Fang Youwen, Studer Elaine, Mitchell Clint, Grant Steven, Pandak William M, Hylemon Philip B, Dent Paul
Department of Biochemistry, Box 980035, Virginia Commonwealth University, Richmond VA 23298-0035, USA.
Mol Pharmacol. 2007 Apr;71(4):1122-8. doi: 10.1124/mol.106.032060. Epub 2007 Jan 2.

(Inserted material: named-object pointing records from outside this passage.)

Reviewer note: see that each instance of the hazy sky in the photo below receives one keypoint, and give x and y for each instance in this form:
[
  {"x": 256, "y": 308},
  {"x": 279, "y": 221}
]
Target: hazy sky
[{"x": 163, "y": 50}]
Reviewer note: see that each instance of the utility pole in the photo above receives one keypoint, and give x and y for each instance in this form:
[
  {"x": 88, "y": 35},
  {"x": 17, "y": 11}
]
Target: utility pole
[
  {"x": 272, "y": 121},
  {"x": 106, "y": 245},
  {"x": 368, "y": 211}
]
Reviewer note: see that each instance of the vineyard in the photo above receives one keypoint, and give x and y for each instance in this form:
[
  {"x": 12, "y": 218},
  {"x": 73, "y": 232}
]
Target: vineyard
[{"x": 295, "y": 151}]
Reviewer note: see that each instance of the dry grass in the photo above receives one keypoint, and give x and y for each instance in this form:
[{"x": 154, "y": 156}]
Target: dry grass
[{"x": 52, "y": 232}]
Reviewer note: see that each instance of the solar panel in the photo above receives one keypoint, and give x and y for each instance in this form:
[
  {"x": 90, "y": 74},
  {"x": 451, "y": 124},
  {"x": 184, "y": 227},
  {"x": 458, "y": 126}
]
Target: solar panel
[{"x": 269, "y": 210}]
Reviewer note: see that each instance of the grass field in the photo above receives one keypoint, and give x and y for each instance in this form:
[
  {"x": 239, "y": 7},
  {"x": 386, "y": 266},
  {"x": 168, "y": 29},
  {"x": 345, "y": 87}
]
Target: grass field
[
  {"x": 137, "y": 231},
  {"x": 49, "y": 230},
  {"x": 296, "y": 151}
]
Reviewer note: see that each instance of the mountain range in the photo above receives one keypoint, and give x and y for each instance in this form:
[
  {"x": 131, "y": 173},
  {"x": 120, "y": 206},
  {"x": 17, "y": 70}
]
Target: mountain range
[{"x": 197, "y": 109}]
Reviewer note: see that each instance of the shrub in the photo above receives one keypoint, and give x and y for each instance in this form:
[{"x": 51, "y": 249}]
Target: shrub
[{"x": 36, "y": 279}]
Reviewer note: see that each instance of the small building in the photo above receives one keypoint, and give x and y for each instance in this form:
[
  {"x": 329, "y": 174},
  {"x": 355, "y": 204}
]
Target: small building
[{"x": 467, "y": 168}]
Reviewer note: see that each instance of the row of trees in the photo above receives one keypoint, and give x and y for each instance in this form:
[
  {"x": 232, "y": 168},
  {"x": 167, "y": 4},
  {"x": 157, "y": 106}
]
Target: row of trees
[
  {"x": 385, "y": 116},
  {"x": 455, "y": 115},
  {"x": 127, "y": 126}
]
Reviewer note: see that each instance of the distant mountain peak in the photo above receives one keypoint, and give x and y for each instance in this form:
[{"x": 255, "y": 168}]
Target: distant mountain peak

The regulation of glycogen synthase activity by bile acids in primary hepatocytes and in the intact liver was investigated. Bile acids (deoxycholic acid, DCA; taurocholic acid, TCA) activated AKT and glycogen synthase (GS) in primary rat hepatocytes. Incubation with a phosphatidyl inositol-3 kinase inhibitor or expression of dominant-negative AKT in primary rat hepatocytes abolished activation of AKT and GS by DCA and TCA. TCA, but not DCA, activated Galpha(i) proteins in primary rat hepatocytes. Treatment of cells with pertussis toxin or expression of dominant-negative Galpha(i) blocked TCA-induced activation of AKT and of GS but did not alter AKT or GS activation caused by DCA. TCA caused activation of AKT and GS in intact rat liver. Expression of dominant-negative Galpha(i) reduced TCA-induced activation of AKT and of GS in intact rat liver. Together, our findings demonstrate that bile acids are physiological regulators of glycogen synthase in rat liver and that conjugated bile acids use a Galpha(i)-coupled G protein-coupled receptor to regulate GS activity in vitro and in vivo.
研究了胆汁酸对原代肝细胞和完整肝脏中糖原合酶活性的调节作用。胆汁酸(脱氧胆酸,DCA;牛磺胆酸,TCA)可激活原代大鼠肝细胞中的AKT和糖原合酶(GS)。用磷脂酰肌醇-3激酶抑制剂孵育或在原代大鼠肝细胞中表达显性负性AKT可消除DCA和TCA对AKT和GS的激活。TCA而非DCA可激活原代大鼠肝细胞中的Gα(i)蛋白。用百日咳毒素处理细胞或表达显性负性Gα(i)可阻断TCA诱导的AKT和GS激活,但不改变DCA引起的AKT或GS激活。TCA可在完整大鼠肝脏中引起AKT和GS激活。显性负性Gα(i)的表达可降低完整大鼠肝脏中TCA诱导的AKT和GS激活。总之,我们的研究结果表明胆汁酸是大鼠肝脏中糖原合酶的生理调节剂,结合型胆汁酸在体外和体内利用与Gα(i)偶联的G蛋白偶联受体来调节GS活性。